A vulnerability exists in FlexNet Manager Suite release 2015 R2 SP3 and earlier (including FlexNet Manager Platform 9.2 and earlier) that affects the inventory gathering components. Upgrading these components to any later release will resolve this vulnerability.
A vulnerability exists in FlexNet Manager Suite release 2015 R2 SP3 and earlier (including FlexNet Manager Platform 9.2 and earlier). The vulnerability impacts the FlexNet inventory agent, and FlexNet Beacon for all supported operating systems.

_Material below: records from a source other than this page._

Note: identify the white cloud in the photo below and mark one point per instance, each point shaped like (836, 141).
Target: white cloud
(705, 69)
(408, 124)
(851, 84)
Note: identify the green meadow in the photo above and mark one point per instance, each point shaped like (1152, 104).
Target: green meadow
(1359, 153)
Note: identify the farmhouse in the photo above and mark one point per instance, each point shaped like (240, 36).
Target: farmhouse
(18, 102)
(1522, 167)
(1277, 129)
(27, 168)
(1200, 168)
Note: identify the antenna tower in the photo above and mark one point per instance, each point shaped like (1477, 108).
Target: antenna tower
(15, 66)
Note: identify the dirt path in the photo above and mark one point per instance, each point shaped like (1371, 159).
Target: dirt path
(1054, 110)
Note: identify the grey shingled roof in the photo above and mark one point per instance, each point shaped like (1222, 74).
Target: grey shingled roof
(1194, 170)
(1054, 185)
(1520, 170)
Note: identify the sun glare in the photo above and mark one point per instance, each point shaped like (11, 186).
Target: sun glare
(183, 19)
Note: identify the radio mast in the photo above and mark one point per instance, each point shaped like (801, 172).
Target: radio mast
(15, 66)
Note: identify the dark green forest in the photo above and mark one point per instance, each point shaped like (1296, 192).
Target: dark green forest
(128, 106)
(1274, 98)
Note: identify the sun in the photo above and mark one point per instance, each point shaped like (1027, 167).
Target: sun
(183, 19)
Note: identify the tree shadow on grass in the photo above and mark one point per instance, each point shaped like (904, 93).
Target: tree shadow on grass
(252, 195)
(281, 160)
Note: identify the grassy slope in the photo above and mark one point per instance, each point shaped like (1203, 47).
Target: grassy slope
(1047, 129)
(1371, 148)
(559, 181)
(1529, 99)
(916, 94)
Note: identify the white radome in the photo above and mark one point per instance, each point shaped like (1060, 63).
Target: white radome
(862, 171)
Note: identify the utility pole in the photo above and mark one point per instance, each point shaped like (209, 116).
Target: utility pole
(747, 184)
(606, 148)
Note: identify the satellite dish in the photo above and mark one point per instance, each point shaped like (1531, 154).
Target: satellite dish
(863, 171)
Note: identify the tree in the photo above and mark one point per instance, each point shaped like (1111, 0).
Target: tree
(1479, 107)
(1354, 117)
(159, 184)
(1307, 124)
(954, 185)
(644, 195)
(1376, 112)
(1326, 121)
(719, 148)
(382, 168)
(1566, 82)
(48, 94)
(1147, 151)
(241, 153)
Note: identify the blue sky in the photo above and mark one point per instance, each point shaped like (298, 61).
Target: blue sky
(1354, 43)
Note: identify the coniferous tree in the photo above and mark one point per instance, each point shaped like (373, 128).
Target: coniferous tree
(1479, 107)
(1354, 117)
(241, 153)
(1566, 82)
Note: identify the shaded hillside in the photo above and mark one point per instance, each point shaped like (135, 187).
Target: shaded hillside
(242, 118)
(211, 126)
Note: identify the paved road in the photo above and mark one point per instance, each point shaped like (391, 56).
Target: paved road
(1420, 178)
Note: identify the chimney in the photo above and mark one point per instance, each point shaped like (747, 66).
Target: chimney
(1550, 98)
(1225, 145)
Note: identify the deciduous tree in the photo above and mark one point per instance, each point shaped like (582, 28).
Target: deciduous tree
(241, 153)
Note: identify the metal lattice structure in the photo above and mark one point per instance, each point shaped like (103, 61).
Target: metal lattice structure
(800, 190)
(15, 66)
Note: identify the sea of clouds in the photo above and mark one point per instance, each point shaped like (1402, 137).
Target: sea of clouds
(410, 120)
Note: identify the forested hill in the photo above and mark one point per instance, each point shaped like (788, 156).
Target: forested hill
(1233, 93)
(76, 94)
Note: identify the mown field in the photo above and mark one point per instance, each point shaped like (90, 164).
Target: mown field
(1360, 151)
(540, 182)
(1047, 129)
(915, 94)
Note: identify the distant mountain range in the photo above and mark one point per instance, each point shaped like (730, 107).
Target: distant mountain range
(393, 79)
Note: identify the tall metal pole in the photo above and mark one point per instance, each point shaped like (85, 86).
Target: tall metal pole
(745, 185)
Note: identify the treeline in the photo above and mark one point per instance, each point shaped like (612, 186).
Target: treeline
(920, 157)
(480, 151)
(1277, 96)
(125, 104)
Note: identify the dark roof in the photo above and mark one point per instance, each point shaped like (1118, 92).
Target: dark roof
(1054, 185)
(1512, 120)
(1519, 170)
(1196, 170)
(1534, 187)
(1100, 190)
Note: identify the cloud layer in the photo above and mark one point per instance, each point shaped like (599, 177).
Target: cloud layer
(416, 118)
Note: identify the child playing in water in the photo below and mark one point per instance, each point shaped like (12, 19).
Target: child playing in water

The Common Vulnerabilities and Exposures (CVE) identifier of this vulnerability is CVE-2017-6894 and the Secunia advisory is SA77994 (requires Secunia Research Community login). To understand the potential consequences of this vulnerability, please refer to the Common Consequences section of Common Weakness Enumeration CWE-250. The Common Vulnerability Scoring System (CVSS) v3 base score for this vulnerability is 7.8 and the temporal score is 7.0, resulting in an overall CVSS Score of 7.0. The Secunia Research criticality rating = Less Critical.
For the cause of these vulnerability, see the description section of CWE-250.
Upgrading your FlexNet inventory agents and FlexNet Beacons to a later version (FlexNet Manager Suite 2015 R2 SP4 or newer) will address this vulnerability.
It is strongly advised that you upgrade all FlexNet inventory tools and installed inventory beacons to the latest (current) version to ensure that all security improvements, touching all these components, are employed.
On-premises customers should also ensure that their application server (in a multi-server environment, the inventory server) is also updated with this hotfix.
Note: FlexNet Manager Suite cloud customers may wish to contact Flexera Support for assistance upgrading their installations of the FlexNet inventory agent and FlexNet Beacon.